EDIT: In terms of strengths it's a relatively small/simple language. Good out of the box tooling, e.g. profiling, linting, doc generation, package management, code formatting. Fast compile times. Garbage collected so not a lot of memory management headaches. Strongly types. Performant. (maybe not as easy to squeeze the last cycle out of things as you can with C or C++ but not an unreasonable tradeoff between performance and language runtime/abstractions).
- Web servers/backend and API
- Cloud and network services
- CLI tools
- Distributed systems & concurrency
- Being a productive programmer
- Easy to learn
Go is not best for:
- GUI apps
- stuff where metaprogramming is important
- Stuff where verbose error handling is important
- Hooking to C libs has been very problematic and error-prone for me at times. It can be done, but...
Real-world examples:
- SyncThing
- Caddy
- Large parts of Bit.ly
- Mattermost
- Kubernetes
- Docker
- Terraform
- InfluxDB
- Grafana
- Traefik
- Etcd
Do not use it for FFI or systems programming as it has godawful FFI overhead. Do not use it for high-performance data processing either - if you need high level language for that, use C# instead which offers rich SIMD capabilities.

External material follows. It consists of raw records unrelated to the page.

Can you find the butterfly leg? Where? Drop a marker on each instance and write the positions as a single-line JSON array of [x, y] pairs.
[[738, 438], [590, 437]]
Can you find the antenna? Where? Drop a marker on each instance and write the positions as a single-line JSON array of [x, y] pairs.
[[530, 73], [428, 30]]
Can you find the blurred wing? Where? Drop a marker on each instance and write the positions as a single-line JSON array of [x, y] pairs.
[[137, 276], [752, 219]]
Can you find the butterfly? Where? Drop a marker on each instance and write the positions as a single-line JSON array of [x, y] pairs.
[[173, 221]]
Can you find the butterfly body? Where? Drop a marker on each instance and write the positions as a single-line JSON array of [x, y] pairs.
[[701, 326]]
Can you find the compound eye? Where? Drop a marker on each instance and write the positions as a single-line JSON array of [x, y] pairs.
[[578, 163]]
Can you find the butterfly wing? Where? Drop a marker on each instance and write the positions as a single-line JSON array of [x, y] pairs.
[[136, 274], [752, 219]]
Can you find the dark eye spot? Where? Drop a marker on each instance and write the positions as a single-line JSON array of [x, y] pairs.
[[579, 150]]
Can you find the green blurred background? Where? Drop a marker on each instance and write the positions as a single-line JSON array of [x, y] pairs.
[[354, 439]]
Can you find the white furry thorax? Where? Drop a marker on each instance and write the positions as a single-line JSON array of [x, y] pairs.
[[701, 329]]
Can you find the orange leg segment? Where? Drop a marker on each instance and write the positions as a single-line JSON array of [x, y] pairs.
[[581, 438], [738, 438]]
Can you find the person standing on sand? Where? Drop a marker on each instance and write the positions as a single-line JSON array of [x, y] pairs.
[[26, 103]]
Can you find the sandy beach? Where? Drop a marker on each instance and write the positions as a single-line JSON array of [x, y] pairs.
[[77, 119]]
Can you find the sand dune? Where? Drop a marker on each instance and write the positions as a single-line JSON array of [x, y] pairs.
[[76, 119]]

Generally speaking, Go has pretty bad relationship with performance ceiling due to weak compiler and lack of true zero-cost abstractions.
It's on the other side of spectrum of compiler capability when compared to GCC, LLVM, .NET and OpenJDK.
I'd think twice about using it for web front end or complicated GUI although both are of course possible
Any kind of systems programming or DevOps CLI that's getting a bit too heavy for Bash. (The fact you can `scp` the statically-linked binary it creates into another machine and have it just work is a huge plus.)